Además, hay un elemento que no ha sido parte de nuestra experiencia electoral reciente, y que podría resultar importante para la confianza en el proceso: el recuento de votos. Si un acta tiene errores graves o inconsistencias que no pueden corregirse mediante el cotejo con otras copias, un Jurado Electoral Especial puede activar el mecanismo. En términos simples, esto implicaría volver a contar manualmente las cédulas en una audiencia pública. Si bien su finalidad es corregir errores y evitar que votos válidos se anulen, al tratarse de un procedimiento público y probablemente difundido en tiempo real en plataformas digitales, puede incidir en la percepción de legitimidad del proceso.

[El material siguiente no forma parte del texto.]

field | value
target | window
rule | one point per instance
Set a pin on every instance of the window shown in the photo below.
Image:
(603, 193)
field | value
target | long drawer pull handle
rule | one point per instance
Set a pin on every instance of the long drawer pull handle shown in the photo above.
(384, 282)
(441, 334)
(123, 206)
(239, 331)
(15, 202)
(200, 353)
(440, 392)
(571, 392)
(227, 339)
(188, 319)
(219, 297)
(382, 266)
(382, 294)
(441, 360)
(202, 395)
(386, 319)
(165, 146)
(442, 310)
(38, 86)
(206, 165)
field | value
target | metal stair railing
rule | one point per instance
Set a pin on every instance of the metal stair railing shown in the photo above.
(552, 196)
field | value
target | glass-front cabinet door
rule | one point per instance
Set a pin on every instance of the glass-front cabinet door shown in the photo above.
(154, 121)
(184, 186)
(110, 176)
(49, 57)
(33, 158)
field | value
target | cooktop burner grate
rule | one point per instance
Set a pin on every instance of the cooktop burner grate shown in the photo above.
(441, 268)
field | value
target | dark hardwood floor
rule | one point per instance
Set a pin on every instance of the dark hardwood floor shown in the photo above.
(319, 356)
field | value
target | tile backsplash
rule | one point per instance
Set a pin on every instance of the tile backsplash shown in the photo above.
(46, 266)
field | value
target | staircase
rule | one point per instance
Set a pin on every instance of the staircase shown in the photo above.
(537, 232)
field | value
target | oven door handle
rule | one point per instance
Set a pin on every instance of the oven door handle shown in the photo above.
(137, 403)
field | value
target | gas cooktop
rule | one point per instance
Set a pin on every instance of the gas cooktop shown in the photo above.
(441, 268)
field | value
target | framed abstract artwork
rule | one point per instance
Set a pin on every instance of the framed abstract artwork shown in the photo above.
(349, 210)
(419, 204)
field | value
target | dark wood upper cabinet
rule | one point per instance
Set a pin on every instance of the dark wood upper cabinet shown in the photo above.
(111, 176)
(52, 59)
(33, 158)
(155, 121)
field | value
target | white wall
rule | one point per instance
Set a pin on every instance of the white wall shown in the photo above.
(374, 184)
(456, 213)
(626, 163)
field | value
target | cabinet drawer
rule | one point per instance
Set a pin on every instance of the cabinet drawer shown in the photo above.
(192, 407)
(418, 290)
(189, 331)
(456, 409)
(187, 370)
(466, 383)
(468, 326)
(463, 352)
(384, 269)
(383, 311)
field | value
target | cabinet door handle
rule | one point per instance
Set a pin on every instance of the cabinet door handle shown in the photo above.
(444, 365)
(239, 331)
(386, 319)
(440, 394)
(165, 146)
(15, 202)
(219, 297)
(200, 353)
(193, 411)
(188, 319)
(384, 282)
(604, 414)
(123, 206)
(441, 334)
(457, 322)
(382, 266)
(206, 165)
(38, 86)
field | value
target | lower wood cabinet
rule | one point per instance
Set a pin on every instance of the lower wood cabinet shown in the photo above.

¿Las y los miembros de mesa nos preocupan entonces? Sí. Tendrán una jornada exigente y larga, como en procesos previos, pero esta vez con más formatos que completar por la bicameralidad y la elección mixta del Senado, además de formatos más extensos debido al mayor número de organizaciones políticas en competencia. También es posible que continúe la menor participación de miembros de mesa, lo que obligaría a recurrir con más frecuencia a ciudadanos de la fila; sin embargo, medidas como el aumento de la compensación económica a S/165 y la ampliación del número de suplentes podrían ayudar a mantenerla o incluso mejorarla. Para apoyarlos mejor, conviene partir de su propia experiencia. Una encuesta de la ONPE a casi 24.000 miembros de mesa tras las elecciones del 2022 mostró que su principal problema fue la falta de tiempo para almorzar (43%). Le siguieron las dificultades en el llenado de actas (27%), el conteo de votos (21%) y las dudas sobre la validez de los votos (17%).
Pero no son los únicos que sostienen la jornada. El proceso funciona como un ecosistema en el que intervienen múltiples actores dentro y fuera de los locales de votación: el personal de los organismos electorales, que acompaña y supervisa el desarrollo de la jornada; los personeros y observadores; así como las propias organizaciones políticas, los medios de comunicación y las redes de periodistas en regiones. A esto se suma la coordinación entre los tres organismos electorales para atender de manera oportuna cualquier contingencia. Es en esa red de responsabilidades compartidas donde se sostiene y se refuerza la credibilidad del proceso electoral.